With these differences in focus, it’s no surprise that the conclusions were different. The current fee-for-service payment system certainly provides strong financial incentives to provide more care, some of which may be unnecessary. But the commonly-substituted alternative, which is to pay providers for a large group of services (bundled payments), or a fixed fee for all services provided to a specified group of patients (accountable care organizations or capitation) may incorporate exactly the opposite financial incentive, which is to withhold costly services from patients, even from those to whom those services should be provided. Since the latter situation may cause serious medical conditions to be untreated, quality measures are generally built into the payment system to monitor the clinical effects of under-treatment and to provide financial penalties to providers whose treatment patterns trigger failures in the quality metrics.
This issue is the focus of the second writer, who points out the difficulty in establishing and monitoring quality metrics that effectively measure the quality of care. Many of these metrics deal with the process of providing care rather than its outcomes, can be manipulated by physicians, or haven’t been shown to be effective. This author also points out the "teaching to the test" effect often highlighted in education, where practitioners focus more time on achieving high scores on quality metrics, and less on non-measured activities that are less easily quantified but perhaps more necessary for proper patient care.
From the point of view of the patient, though, these metrics are the only counterbalance to the financial incentives for under-treatment, and therefore their effectiveness should be of critical concern. It will be interesting to see if patient advocacy groups begin to focus on these metrics as more all-encompassing payment systems begin to proliferate. One wonders if the AARP will catch on to this effect, and will begin to highlight the need for greater attention to available quality measures by their members who are included in ACOs and other organizations in which providers have a financial interest in providing less care. Hopefully the professionalism of providers will avoid egregious instances of withholding costly but necessary care, yet it’s also clearly understood that payment drives provider behavior in many cases.

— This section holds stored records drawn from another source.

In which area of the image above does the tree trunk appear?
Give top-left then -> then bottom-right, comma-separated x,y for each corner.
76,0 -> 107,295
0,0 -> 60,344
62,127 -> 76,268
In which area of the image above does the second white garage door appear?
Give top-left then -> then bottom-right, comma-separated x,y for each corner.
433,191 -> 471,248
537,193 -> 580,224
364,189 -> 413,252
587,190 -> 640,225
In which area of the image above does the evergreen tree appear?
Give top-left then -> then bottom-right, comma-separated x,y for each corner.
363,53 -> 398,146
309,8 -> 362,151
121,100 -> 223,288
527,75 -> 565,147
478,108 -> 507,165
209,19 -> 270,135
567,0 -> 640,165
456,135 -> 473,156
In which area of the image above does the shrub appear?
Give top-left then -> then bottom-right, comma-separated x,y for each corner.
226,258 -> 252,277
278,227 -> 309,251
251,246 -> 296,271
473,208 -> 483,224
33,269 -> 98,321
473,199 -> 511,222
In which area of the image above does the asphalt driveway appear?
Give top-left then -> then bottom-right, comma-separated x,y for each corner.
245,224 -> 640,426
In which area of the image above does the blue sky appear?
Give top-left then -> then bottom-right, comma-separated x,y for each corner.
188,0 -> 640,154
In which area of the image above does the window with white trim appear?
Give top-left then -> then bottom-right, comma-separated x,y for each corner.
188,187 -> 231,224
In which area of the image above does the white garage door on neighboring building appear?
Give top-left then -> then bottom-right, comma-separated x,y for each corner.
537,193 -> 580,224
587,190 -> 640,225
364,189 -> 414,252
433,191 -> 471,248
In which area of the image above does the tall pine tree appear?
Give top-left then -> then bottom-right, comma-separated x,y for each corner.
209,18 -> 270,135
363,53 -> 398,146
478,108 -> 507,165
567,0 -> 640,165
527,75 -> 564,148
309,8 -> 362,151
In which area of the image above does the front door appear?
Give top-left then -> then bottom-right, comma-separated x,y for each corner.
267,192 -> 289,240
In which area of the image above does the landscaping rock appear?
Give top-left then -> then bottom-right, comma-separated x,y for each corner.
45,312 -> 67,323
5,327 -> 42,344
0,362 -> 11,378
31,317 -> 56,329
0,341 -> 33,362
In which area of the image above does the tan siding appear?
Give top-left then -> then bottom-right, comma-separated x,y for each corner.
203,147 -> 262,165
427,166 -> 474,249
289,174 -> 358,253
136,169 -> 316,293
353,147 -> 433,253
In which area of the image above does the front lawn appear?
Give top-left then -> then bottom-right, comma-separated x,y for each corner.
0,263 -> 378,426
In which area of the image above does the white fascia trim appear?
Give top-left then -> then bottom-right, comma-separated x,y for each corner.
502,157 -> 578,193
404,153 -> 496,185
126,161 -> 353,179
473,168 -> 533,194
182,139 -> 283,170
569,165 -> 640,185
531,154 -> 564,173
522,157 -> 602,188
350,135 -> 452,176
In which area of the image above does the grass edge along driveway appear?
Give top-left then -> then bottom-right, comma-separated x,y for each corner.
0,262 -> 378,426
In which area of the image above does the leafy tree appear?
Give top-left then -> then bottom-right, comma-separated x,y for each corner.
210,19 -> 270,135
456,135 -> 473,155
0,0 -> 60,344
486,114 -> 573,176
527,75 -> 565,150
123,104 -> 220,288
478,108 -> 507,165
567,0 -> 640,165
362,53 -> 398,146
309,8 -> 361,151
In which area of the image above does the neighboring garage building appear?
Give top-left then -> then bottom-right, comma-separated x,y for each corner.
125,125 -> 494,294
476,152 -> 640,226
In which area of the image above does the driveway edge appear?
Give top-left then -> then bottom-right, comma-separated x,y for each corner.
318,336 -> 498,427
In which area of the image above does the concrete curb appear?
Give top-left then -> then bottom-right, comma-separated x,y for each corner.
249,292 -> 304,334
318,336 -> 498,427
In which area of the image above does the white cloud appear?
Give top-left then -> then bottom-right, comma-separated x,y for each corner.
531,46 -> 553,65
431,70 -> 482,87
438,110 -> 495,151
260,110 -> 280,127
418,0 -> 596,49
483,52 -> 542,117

One milestone that we're watching for is the introduction of the metric that measures hospital "non-admissions", which would count patients whose medical conditions warranted admission to a hospital, but who were not admitted to avoid incurring that cost. As potential patients, we would like to see these type of metrics in place, but as healthcare financial analysts we understand that defining such a metric would be practically impossible. It would be these types of metrics, though, that would be necessary to truly assure that the “proper” care was provided, not simply lower-cost care.
All of this goes to show that there’s no “magic bullet” in healthcare provider payment – there’s no change to payment systems that will fix all of the issues in healthcare treatment and cost. There are payment systems that pay providers to provide more care, and payment systems that financially reward providing less care, but there's nothing that always rewards the "proper" care. While quality metrics may improve over time, a comprehensive set of metrics providing all the necessary patient protections from over and underutilization is likely to remain elusive.